Je reviens plusieurs fois dans la matinée, espérant croiser au moins les gérants lorsqu’ils sortiront. À 12h30 ils sont dans le hall, élégants, veste, chemise, débriefant d’une voix animée l’échange qu’ils viennent d’avoir avec le maire. L’un d’eux m’est familier : nous avons plusieurs fois regardé des matches de foot ensemble dans un bistrot du quartier - sans jamais pourtant échanger un mot au sujet de son salon. C’est un pacte tacite entre nous : je fais mon reportage, mais sans lui poser de questions. Qu’il me découvre traînant dans les parages n’est pas pour me ravir. Je joue d’abord la diversion, fais mine de regarder les prospectus sur le présentoir, d’examiner les sculptures au bas de l’escalier. Le moins ridicule serait de filer, mais je n’y arrive tout simplement pas, l’occasion est trop belle.
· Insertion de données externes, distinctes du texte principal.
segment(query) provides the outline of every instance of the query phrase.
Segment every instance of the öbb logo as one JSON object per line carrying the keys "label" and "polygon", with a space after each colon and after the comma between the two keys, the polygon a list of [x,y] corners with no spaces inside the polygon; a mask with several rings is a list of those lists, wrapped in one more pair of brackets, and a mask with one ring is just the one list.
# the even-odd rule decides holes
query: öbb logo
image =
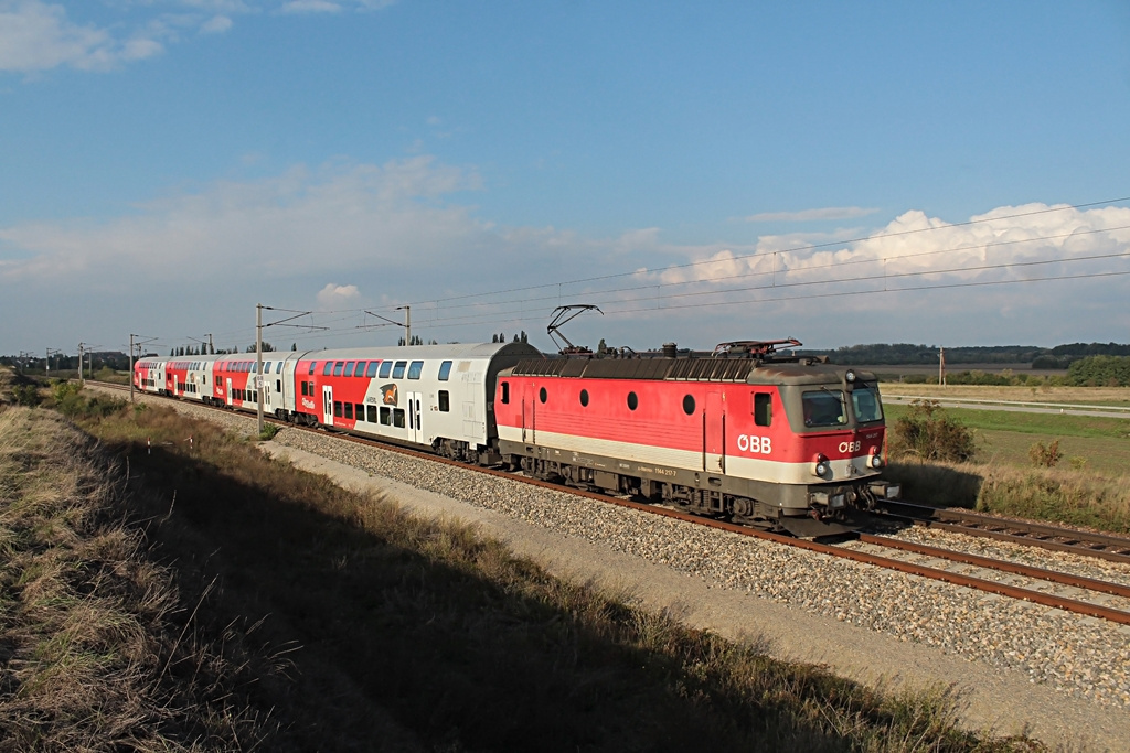
{"label": "\u00f6bb logo", "polygon": [[741,434],[738,435],[738,449],[744,453],[768,455],[773,450],[773,444],[768,437],[751,437],[748,434]]}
Volte-face : je me décide à piquer droit vers le petit groupe et à engager la conversation. « Bonjour, vous sortez de réunion, je crois ? », m’entends-je balbutier. Je viens de me griller irréversiblement. Et de donner du poids aux soupçons sur mes liens avec la police et la mairie. Je voudrais expliquer que ma présence n’est due qu’au hasard ; on ne m’en laisse pas le temps. « C’est personnel là », me dit l’un des boss en costume. Les mines se renfrognent, des regards consternés se tournent vers mon partenaire de bistrot, l’air de lui demander où il a bien pu se coller une fouine pareille.
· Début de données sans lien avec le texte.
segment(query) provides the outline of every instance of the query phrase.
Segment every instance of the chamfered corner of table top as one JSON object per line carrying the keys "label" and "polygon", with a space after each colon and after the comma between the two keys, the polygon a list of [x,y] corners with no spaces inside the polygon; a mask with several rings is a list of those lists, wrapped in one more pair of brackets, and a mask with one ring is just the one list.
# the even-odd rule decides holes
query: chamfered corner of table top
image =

Je sais pourtant un peu qui sont ces hommes, et qu’ils auraient mille choses à me dire. Avec quelques autres ils sont à l’origine de la création de l’ASBACE, une association qui regroupe depuis janvier la moitié des gérants du quartier et s’est donné pour tâche de résoudre, de concert avec la mairie, les problèmes liés à l’activité des salons - ces fameuses « nuisances » dont certaines plaintes se font l’écho, obstruction des voies cyclables, saleté des trottoirs, bruit, encombrement des cours d’immeubles. Je m’en vais déconfit, méditant les difficultés propres au feuilleton et à la contrainte de revenir chaque semaine hanter les mêmes trottoirs, bavarder avec les mêmes interlocuteurs.

Le temps d’un café-remontant et, reparti à l’assaut, une vision inattendue m’arrête : la procession de Pâques et sa croix de bois géante qui remonte, portée par des fidèles, vers Saint-Laurent. Les Africains sont assez peu représentés dans le cortège, mais l’étape rue du Château d’eau semble tenir à coeur au prêtre, qui se recueille longuement : « Je veux prier pour nos frères africains, prier pour ce quartier où tellement de gens souffrent, prier pour que les jeunes Africains retrouvent l’espérance d’un avenir heureux... »
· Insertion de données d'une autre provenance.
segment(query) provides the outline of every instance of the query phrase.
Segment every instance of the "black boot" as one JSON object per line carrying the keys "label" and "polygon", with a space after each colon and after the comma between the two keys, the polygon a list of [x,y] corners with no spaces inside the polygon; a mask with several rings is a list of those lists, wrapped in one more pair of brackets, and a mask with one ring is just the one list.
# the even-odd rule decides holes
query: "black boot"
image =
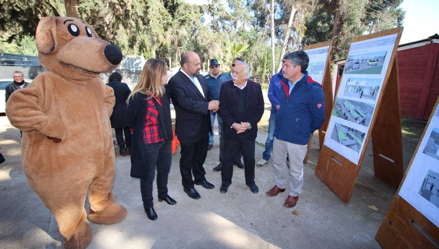
{"label": "black boot", "polygon": [[130,151],[130,143],[129,143],[129,142],[126,142],[126,143],[125,143],[125,153],[126,154],[126,155],[127,155],[127,156],[129,156],[129,155],[130,155],[130,154],[131,153],[131,151]]}
{"label": "black boot", "polygon": [[118,145],[119,145],[119,153],[120,154],[120,155],[125,156],[126,155],[125,144],[122,143],[122,144],[118,144]]}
À la mairie, l’élue que j’espérais rencontrer est partie et ne reviendra plus avant le long week-end. Je me console en rouvrant un vieux mail qui invitait il y a quelque temps les habitants du quartier Château d’eau-Lancry à venir réfléchir au problème de la « monoactivité » - discret euphémisme évidemment pour désigner les salons de coiffure. Au bas du mail figurait le nom de son auteur. J’ai tôt fait de retrouver son numéro dans les pages blanches. Au téléphone, sa voix est agréable, posée. Il accepte de me voir le soir même.